I was also ecstatic for FX’s “The Assassination of Gianni Versace: an American Crime Story”, a limited series on the person who shot and killed the titular Versace, and what drove him to go on the killing spree that led to that final murder.“The Assassination of Gianni Versace” claimed three honors, for Best Limited Series as well as Lead Actor for Darren Criss and Directing in a Limited Series for Ryan Murphy. I cannot think of a more deserved win than Darren Criss’s. He absolutely nailed the psychologically unhinged character study of Andrew Cunanan, providing viewers an intriguing performance of the obsessions and delusions that contributed to Cunanan’s murderous rampage.
“Game of Thrones” also took home wins, unsurprisingly. HBO’s “Game of Thrones” took home two wins, for Best Drama Series and for Peter Dinklage in the Supporting Actor category. While Peter Dinklage’s acting is always commendable, I have to disagree with the award for best drama series. The most recent season of “Thrones”, its Season 7, was, in my opinion, big on special/visual effects but lacking in strong writing and overall cohesion. Season 7’s plot was the lowest point of the whole series, and the creators delivered more fan service than good storytelling.

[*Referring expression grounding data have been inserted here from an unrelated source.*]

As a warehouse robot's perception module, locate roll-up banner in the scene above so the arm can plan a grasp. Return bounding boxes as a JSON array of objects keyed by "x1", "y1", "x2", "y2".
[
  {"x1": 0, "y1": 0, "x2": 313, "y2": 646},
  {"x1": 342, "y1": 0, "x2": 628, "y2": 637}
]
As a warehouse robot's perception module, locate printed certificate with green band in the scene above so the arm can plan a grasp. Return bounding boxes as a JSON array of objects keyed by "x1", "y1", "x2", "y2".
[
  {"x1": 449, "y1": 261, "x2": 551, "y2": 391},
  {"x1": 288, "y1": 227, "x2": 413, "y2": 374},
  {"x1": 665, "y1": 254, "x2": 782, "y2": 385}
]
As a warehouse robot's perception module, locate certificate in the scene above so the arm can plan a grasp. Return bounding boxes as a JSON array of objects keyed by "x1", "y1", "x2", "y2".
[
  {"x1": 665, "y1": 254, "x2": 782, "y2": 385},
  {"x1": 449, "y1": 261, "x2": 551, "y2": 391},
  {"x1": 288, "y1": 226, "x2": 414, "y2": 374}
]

On the topic of people of color being recognized, Thandie Newton took home an Emmy for her supporting actress role in “Westworld”, of which her acting skills are certainly worthy. However, Donald Glover lost to Bill Hader of “Barry” for the award of Best Leading Actor in a Comedy Series. Yet, Donald Glover’s performance in the second season of “Atlanta” was refreshing, skillful and visionary. Additionally, “Atlanta” won no awards, despite it providing consistently thought-provoking television and being experimental without sacrificing quality. As CNN’s Rebecca Bodenheimer points out, “it deserved to win because of its incredible emotional range–episodes this season evoked the hilarity and absurdity of “Seinfeld” (“Barbershop”), the fear and darkness of grief (“The Woods”) and a bizarre, ultimately tragic commentary on black stardom (“Teddy Perkins”)–and because it’s one of the most innovative shows ever made.” For the show’s creators to go home empty-handed is truly disappointing.
Overall, the Emmys handed awards to definite deserving winners in its comedy and limited series sections, while also overlooking real recognition of voices of color.